Regardless how well you manage all necessary compromises (e.g. productivity vs. process), how well you were able to foresee required tools and technologies, how well the business case was understood: Projects (if not abandoned) eventually run into a state of unproductivity that shows one or more of the following symptoms:

  • Developers are unsure on how things are supposed to be done,
  • The architecture tends to show unneeded abstractions of previous abstractions,
  • Conceptual integrity breaks down,
  • a general fear of touching things that “worked before” (no daring)

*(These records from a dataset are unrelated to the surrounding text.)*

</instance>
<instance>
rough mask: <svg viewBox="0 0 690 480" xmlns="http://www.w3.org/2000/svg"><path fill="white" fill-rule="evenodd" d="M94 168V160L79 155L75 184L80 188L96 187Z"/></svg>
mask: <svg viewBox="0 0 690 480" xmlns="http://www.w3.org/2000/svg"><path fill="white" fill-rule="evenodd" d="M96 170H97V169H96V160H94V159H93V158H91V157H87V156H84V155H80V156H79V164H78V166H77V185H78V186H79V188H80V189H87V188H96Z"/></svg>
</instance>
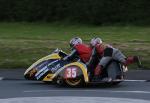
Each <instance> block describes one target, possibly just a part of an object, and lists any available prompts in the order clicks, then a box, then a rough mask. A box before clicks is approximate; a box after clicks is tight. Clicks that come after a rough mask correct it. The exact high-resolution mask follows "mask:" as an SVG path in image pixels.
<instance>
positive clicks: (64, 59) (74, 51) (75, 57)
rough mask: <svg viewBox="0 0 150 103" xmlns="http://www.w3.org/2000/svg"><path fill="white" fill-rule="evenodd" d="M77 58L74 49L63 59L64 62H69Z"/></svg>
mask: <svg viewBox="0 0 150 103" xmlns="http://www.w3.org/2000/svg"><path fill="white" fill-rule="evenodd" d="M76 56H77V51H76V50H75V49H74V50H73V51H72V52H71V53H70V54H69V55H68V56H66V57H65V58H64V60H67V61H70V60H73V59H74V58H76Z"/></svg>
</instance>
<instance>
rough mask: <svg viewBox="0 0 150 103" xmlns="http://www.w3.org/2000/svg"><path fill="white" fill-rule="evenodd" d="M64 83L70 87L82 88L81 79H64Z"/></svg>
mask: <svg viewBox="0 0 150 103" xmlns="http://www.w3.org/2000/svg"><path fill="white" fill-rule="evenodd" d="M64 81H65V83H66V85H68V86H70V87H79V86H84V80H83V78H75V79H65V80H64Z"/></svg>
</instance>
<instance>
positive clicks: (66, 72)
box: [65, 67, 77, 79]
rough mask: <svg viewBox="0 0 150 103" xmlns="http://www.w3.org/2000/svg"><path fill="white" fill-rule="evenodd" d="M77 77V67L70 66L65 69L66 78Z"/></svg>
mask: <svg viewBox="0 0 150 103" xmlns="http://www.w3.org/2000/svg"><path fill="white" fill-rule="evenodd" d="M76 77H77V68H76V67H68V68H66V69H65V78H66V79H67V78H76Z"/></svg>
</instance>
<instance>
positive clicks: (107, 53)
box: [88, 38, 141, 76]
mask: <svg viewBox="0 0 150 103" xmlns="http://www.w3.org/2000/svg"><path fill="white" fill-rule="evenodd" d="M90 45H91V47H92V48H93V50H92V56H91V58H90V60H89V62H88V65H90V64H91V63H92V62H93V61H94V60H95V59H96V57H97V56H98V57H99V62H98V63H97V64H98V65H97V66H96V68H95V70H94V75H95V76H98V75H100V74H101V73H102V71H103V69H104V68H105V67H106V65H107V64H108V63H109V62H110V61H111V60H117V61H119V62H121V63H123V64H124V65H125V66H127V65H129V64H132V63H135V62H137V64H138V67H141V62H140V60H139V57H138V56H130V57H125V56H124V54H123V53H122V52H121V51H120V50H118V49H116V48H114V47H112V46H110V45H106V44H104V43H103V42H102V40H101V38H93V39H91V42H90Z"/></svg>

It’s unavoidable. Inherently, the business scenario at hand is only partially understood and will most likely change over time, inherently new use-cases, new technologies to integrate with, new customer requirements will show up (why spend money on developing a new software otherwise at all?). Hence the probability to make only the right far-reaching decisions is essentially zero.

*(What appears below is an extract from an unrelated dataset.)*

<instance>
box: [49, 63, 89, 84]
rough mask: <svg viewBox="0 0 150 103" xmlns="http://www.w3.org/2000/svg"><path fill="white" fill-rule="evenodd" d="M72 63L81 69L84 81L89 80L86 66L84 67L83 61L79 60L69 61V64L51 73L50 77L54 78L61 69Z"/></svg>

The Agony Cycle looks somewhat like this:

What to do, when you are in the “agony” part of the chart? Well, it depends!

If the solution at hand is a “cash cow” (rather than a star), it may well make sense to not dare big change and consciously  move on into indefinite maintenance (and for developers to leave). Otherwise though, tough decisions are required to get you back on track. Previous decisions have to be reverted, possibly requiring non-trivial refactorings that do not result in immediate benefits. Although you (hopefully) have a product already, you need to pay a price that doesn’t linearly add obvious value (a concept that looked much more acceptable in the beginning). Whereas in the beginning of the cycle craftmanship was essential, now the willingness for change is key to further success.

In larger organizations, the risk of change may be considered too high and the need of change is politically undesired. That’s one reason why we see seemingly inexplicable failure to innovate on existing products by big players in the market.